Loose Leaf Tea Storage Ideas

Dec 30, 2020
This post may contain affiliate links. Simple Loose Leaf is a participant in the Amazon Associates Program, an affiliate advertising program designed to provide a means for sites to earn advertising fees by linking to Amazon.com. Having a lot of loose leaf tea means you will always be able to enjoy the cup that matches both your mood and the occasion. However, that also means your teas may take up a lot of space. For tea lovers, having a lot of tea is nothing less than amazing, but trying to figure out how to store it properly can be troublesome. Here are some loose leaf tea storage ideas that can save you space and keep your tea fresh.

How to store tea properly

If you have a lot of tea, it’s important to be conscious about storing it properly. Firstly, many teas have an expiry date. While loose leaf tea won’t pose any danger to your health even when it’s past expiry date, both the flavor and benefits will significantly change. And there’s nothing more disappointing than drinking a flavorless cup of tea. Be careful with fruity blends and fermented teas though. They may develop bacteria that could actually be bad for you.
  1. Keep it away from water
Always keep tea always from water, moisture or humidity. Never use a wet spoon to scoop out tea leaves.
  1. Keep it away from sunlight
Sunlight is one of tea’s worst enemies. Leave a properly closed pouch with green tea in strong direct sunlight for a couple of hours and it will be ruined. Keep all pouches in dark, cool places.
  1. Store it in airtight containers
Too much exposure to air can ruin any loose leaf tea. Keep your teas in airtight containers. Use smaller containers and never keep them open unless you are scooping out tea leaves. Read more on How to Store Loose Leaf Tea

Best Storage Ideas for Loose Leaf Tea

1. Invest in proper stackable tea canisters

Smaller stackable tea storage tins or containers may be a wonderful choice for storing tea. Choose smaller 1-2 oz containers even if you have a lot of tea and use two or more instead and fill them up. Why? Because they will contain less air and will keep your tea leaves fresh longer.

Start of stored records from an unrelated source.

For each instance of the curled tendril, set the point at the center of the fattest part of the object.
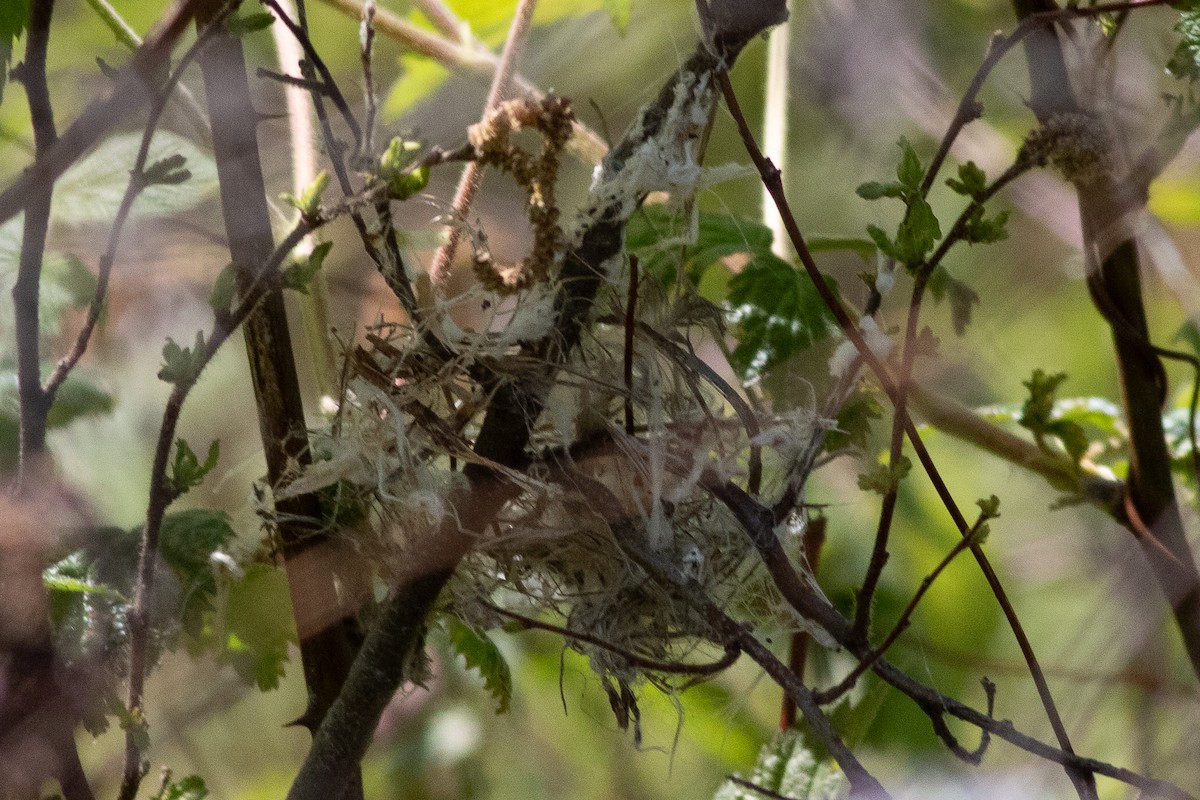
(537, 174)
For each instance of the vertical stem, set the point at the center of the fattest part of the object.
(322, 618)
(35, 403)
(468, 185)
(303, 140)
(774, 130)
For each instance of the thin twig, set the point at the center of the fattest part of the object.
(771, 178)
(162, 494)
(640, 662)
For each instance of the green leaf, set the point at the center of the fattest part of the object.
(1185, 62)
(167, 172)
(481, 655)
(91, 190)
(76, 398)
(259, 625)
(240, 25)
(183, 365)
(225, 289)
(982, 230)
(1038, 409)
(299, 275)
(187, 788)
(883, 479)
(918, 233)
(309, 203)
(875, 190)
(657, 235)
(789, 768)
(59, 583)
(910, 173)
(186, 470)
(963, 298)
(778, 311)
(618, 12)
(882, 241)
(989, 507)
(971, 181)
(419, 80)
(13, 22)
(394, 169)
(862, 247)
(855, 422)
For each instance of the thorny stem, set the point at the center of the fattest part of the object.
(468, 185)
(756, 522)
(901, 624)
(771, 178)
(923, 274)
(162, 494)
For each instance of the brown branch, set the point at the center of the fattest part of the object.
(1115, 283)
(640, 662)
(514, 408)
(771, 179)
(35, 402)
(131, 89)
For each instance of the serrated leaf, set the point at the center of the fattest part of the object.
(77, 397)
(778, 311)
(918, 233)
(1038, 408)
(183, 365)
(875, 190)
(1185, 62)
(394, 169)
(259, 625)
(240, 25)
(971, 181)
(186, 470)
(419, 79)
(309, 202)
(187, 788)
(13, 22)
(855, 422)
(59, 583)
(984, 230)
(862, 247)
(299, 275)
(963, 299)
(882, 241)
(883, 479)
(989, 507)
(910, 173)
(167, 172)
(481, 655)
(225, 288)
(618, 12)
(789, 768)
(657, 235)
(93, 187)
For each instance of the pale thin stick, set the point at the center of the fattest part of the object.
(303, 137)
(468, 185)
(774, 131)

2. Buy small jars and labels

Small glass tea jar filled with colorful tea leaves looks incredibly pretty. Glass jars are an inexpensive option and are available in different sizes. However, keep in mind that the leaves in glass are more exposed to sunlight. If you use them, store them in a dark cupboard.

3. Find re-sealable pouches

If you have a lot of different teas in a lot of different pouches and boxes, this can take up a lot of space and make your tea box look messy. You can invest into re-sealable pouches, transfer your tea from the original packaging into the pouches, and arrange them into storage boxes.

4. Get a small fridge

If you are buying a lot of pure unflavored tea, sometimes it’s best to store it in the fridge. Pure green, oolong and black tea are best stored in a vacuum sealed pouches. Take only a small amount of tea leaves that you plan to use within a month or two, and vacuum seal the rest. Tea that you are using daily should not be stored in the fridge.

5. Buy a wooden storage box for tea bags

If you prefer tea bags over loose leaf tea, invest into a wooden storage box with small compartments. Tea bag storage boxes will look amazing on any tea table and will take up much less space than original boxes. You can keep your teas organized by type and flavors.

6. Buy a tea cupboard

If you have a big tea collection, choose a tea corner in your house or a room and dedicate it to tea only. Find a cool and darker place, away from heaters or windows, ovens or stoves, and turn it into your tea station. Get a cupboard only for your tea. Choose solid wood cupboards with doors and drawers for tea accessories.

7. Use a spice rack

If you don’t have enough space to fit a cupboard, mounting a spice rack on the wall may be a good idea. Transfer your teas into small, non-transparent jars and place them on a spice rack. If you only have glass jars, mount the spice rack away from direct sunlight.